Benefits of comprehensive cancer control planning

The underlying premise, and the promise, of CCC is that collaborative action among stakeholders will yield greater results in addressing the burden of cancer than individual organizations acting alone. In short, the benefits of CCC planning rest in the idea that the whole is greater than the sum of its parts [1].

Specifically, the benefits of CCC planning are [1]
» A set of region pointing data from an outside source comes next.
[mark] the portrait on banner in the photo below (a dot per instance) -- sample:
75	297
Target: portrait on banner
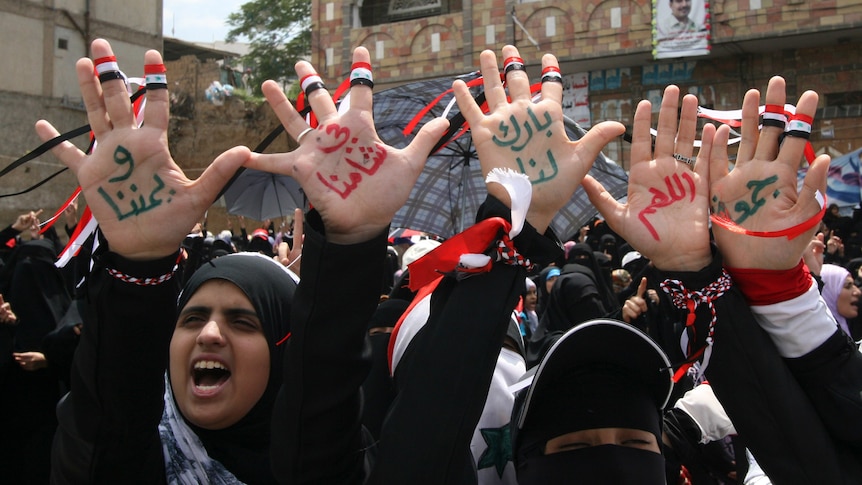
680	28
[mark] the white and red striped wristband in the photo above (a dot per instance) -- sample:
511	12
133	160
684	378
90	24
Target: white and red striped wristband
150	281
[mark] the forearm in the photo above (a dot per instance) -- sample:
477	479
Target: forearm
765	402
112	415
316	426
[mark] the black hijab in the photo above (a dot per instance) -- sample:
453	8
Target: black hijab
583	254
243	448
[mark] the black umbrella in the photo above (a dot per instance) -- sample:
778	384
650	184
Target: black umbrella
263	195
450	189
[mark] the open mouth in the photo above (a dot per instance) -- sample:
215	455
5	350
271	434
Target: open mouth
209	374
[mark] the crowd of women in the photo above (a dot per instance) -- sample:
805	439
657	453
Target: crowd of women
248	373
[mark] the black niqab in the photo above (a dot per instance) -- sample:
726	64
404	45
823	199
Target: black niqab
243	448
  • development of a multi-sectoral partnership that has a shared, comprehensive perspective about how to address cancer issues, rather than a fragmented focus on only one type of cancer or cancer risk factor

  • reallocation of existing and identification of new resources to address cancer control gaps

  • increased use of evidence to guide cancer programs and policies

  • reduced duplication of effort and increased efficiency across cancer control organizations

  • speaking with one voice to increase political and social support for cancer control efforts.
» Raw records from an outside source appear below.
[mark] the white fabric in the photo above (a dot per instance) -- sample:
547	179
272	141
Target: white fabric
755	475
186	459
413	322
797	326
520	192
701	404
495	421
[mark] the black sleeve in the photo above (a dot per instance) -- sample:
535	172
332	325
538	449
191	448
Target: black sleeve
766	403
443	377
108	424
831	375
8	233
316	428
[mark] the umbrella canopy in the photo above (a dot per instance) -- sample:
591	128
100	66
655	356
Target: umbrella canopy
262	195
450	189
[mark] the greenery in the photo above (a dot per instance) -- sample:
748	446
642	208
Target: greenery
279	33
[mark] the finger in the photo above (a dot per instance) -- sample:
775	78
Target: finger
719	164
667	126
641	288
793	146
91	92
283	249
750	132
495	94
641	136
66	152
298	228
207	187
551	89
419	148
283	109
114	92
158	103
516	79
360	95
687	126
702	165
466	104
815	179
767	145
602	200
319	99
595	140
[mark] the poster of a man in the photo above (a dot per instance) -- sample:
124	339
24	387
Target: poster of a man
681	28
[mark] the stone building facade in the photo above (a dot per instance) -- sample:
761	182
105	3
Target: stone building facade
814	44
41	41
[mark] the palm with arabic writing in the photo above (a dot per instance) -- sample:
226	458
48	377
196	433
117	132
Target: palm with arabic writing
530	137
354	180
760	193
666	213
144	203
Ultimately, the intended impacts of implementation of CCC plans are decreased morbidity, decreased mortality, decreased health disparities, and increased quality of life for citizens [4].

Historical context: US and international comprehensive cancer control planning efforts

The CCC movement in the US began around 1994, when several national organizations including the Centers for Disease Control and Prevention (CDC), the National Cancer Institute (NCI), the American Cancer Society (ACS), the American College of Surgeons (ACOS), the North American Association of Central Cancer Registries (NAACCR), and others came together to support states, tribes, and territories and Pacific Island Jurisdictions as they developed and implemented written CCC plans [1]. This partnership expanded over time and is now called the Comprehensive Cancer Control National Partnership (CCCNP) whose mission is to assist CCC coalitions in the US with sustained implementation of CCC plans [5]. The CCCNP conducted a series of cancer control leadership institutes, or training sessions, for leaders of state, tribe/tribal organization, territory, and USAPI jurisdiction CCC coalitions from 2000 to 2010, which led to the expansion of development of CCC plans [6].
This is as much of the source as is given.